Whether you know it or not, BYOD is happening in your company. BYOD stands for Bring Your Own Device, and that’s what millions of workers are doing on the job every day. Whether it’s a smartphone, a tablet computer, or a laptop, surveys indicate that as many as 90 percent of employees sometimes use their own personal mobile devices to get their work done.

Some companies have welcomed the BYOD phenomenon due to its demonstrated benefits in terms of employee morale and productivity. Others, aware that the practice can make them vulnerable to liabilities they’d rather not have to deal with, have gone so far as to forbid it. However, that strategy is ineffective, as the results of one survey reveal that, of workers who are using their own devices on the job, a full 30 percent are doing so in direct violation of company directives.

BYOD is an inescapable fact of modern life for businesses of all sizes and types, whether they like it or not. But if a company has not prepared itself by establishing a well-defined BYOD policy, it may find itself with legal liabilities it never saw coming. That’s the BYOD trap.

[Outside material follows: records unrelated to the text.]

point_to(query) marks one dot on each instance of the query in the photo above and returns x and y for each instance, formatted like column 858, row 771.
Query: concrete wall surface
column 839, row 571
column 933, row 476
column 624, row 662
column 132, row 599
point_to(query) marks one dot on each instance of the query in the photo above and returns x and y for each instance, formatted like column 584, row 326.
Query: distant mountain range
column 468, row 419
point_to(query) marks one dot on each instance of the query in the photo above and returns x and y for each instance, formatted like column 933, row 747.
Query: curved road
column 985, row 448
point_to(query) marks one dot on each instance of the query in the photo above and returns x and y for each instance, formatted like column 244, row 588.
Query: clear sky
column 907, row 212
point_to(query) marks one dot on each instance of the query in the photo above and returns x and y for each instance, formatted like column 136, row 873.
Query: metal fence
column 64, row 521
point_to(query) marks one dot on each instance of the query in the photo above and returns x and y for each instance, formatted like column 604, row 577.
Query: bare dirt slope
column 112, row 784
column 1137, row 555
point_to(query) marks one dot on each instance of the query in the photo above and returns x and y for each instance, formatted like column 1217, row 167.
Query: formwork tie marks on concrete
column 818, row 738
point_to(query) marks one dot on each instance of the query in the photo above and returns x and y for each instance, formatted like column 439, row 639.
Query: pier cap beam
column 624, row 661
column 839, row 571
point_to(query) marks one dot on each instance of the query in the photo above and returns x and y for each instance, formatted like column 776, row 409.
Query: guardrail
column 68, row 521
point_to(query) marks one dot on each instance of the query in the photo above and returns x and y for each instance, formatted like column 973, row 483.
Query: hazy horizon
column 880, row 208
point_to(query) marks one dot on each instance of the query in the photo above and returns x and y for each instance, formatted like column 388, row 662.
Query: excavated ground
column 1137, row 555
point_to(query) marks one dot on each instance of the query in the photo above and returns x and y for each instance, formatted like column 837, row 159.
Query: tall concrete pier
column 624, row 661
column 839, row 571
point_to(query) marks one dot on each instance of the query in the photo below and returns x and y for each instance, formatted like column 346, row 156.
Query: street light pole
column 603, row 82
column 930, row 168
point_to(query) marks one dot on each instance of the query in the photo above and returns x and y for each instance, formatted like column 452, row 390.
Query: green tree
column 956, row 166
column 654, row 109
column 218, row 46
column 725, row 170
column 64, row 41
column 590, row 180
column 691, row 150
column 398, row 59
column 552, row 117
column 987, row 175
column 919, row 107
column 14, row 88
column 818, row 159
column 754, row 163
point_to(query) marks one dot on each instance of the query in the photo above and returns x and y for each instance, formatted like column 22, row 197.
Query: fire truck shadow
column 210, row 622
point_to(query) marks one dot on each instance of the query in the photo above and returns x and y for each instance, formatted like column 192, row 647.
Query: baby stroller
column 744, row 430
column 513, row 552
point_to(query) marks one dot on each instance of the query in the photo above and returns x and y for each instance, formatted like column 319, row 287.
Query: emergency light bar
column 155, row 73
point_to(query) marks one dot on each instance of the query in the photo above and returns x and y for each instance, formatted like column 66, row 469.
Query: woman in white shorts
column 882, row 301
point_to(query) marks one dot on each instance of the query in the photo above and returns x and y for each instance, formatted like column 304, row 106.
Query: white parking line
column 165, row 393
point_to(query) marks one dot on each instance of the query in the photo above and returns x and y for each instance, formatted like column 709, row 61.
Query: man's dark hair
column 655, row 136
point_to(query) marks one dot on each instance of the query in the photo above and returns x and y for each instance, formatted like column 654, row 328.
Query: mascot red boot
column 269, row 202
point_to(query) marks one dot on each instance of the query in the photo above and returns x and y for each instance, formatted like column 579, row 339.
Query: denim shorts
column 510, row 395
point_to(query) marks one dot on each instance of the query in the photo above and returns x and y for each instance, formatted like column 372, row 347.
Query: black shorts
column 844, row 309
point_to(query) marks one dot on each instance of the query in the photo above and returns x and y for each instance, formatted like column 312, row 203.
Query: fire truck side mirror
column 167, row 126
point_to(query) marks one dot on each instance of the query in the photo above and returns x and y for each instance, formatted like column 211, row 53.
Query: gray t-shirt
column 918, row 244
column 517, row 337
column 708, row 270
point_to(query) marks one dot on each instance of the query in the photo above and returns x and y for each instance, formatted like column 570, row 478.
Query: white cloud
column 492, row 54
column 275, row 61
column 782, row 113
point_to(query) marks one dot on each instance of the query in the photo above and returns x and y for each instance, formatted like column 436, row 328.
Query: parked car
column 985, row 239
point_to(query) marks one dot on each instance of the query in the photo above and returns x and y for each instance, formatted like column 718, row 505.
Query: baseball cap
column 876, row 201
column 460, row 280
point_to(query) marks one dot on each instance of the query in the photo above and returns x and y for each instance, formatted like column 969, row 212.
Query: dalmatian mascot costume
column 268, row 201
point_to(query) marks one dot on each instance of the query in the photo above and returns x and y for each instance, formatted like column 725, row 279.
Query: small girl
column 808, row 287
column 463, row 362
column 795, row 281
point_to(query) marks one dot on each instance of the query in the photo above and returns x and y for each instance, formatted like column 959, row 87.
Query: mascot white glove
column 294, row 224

Issues Your Company’s BYOD Policy Should Address

If your company is to avoid the BYOD trap, it must have a well-thought-out and comprehensive BYOD policy that employees are not only aware of, but that they also are required to adhere to. Here are some of the most critical issues you need to be sure are adequately addressed in that policy statement:

Data security

When company data is downloaded onto an employee’s personal device, that data immediately becomes vulnerable. Surveys indicate that most people take few precautions to insure that the information on their smartphones or tablets remains secure. If a worker who is browsing the web on his or her own time happens to pick up malware from some website they visit, company information that’s also stored on their device may be compromised.

Your BYOD policy should put in place enforceable rules for how all the information on an employee’s personal device is to be kept secure.

Loss or theft of an employee’s device

Cell phones get lost and stolen all the time. If that happens with a device your employee is also using for work, it may put your company in a difficult position. If, for example, sensitive personal data is stored on that lost or stolen device, you may have a legal obligation to notify customers, government agencies, or the public at large.

You should include provisions in your BYOD policy that allow you to remotely erase company data from missing devices. Also, the policy should require employees to immediately notify the company if a device used on the job is no longer in their possession for whatever reason.

Fair Labor Standards Act (FLSA) Compliance

FLSA requires that non-exempt employees be appropriately compensated for any overtime work they may do. This can include, for example, something as simple as the worker deciding to check for job-related emails at 10 p.m. before going to bed. As far as FLSA rules are concerned, that’s work, and if it occurs beyond the limits of a 40-hour work week, may require that overtime be paid.

This is a more serious issue than some realize. Companies have been sued and ended up paying substantial fines for failing to pay workers for job-related activities they perform using their own personal smartphones or tablets.

Your company’s BYOD policy should clearly spell out your rules for employees’ use of their devices for work beyond the limits of a normal 40-hour work week. If you would not allow non-exempt employees to choose on their own to work overtime while on the company premises, your policy statement should make it clear that they are not allowed to do so while using their personal devices.

Employee Behavior When Using Their Devices

In 2012, Coca-Cola was sued and required to pay a $21 million judgment because of an accident that occurred while one of their truck drivers was talking on her cell phone. The company had a policy that required use of a hands-free device while driving, but the jury believed the plaintiff’s claim that the policy was “vague and ambiguous.”

This case illustrates that not only must your BYOD policy be clear and comprehensive concerning the behavior expected of employees while using their devices (even, by the way, on their own time), but that policy must be monitored and enforced. Otherwise, your business may find itself being held liable for employee conduct that in any way involves a personal device they also use for work.

If any of these issues should crop up among your employees who use their personal devices on the job, your first line of defense is your written, widely communicated, and consistently enforced BYOD policy statement. If your company doesn’t yet have one, or if the one you have is not well thought through, now’s the time to fix that situation. Otherwise, it’s all too easy to find yourself unexpectedly caught in the BYOD trap.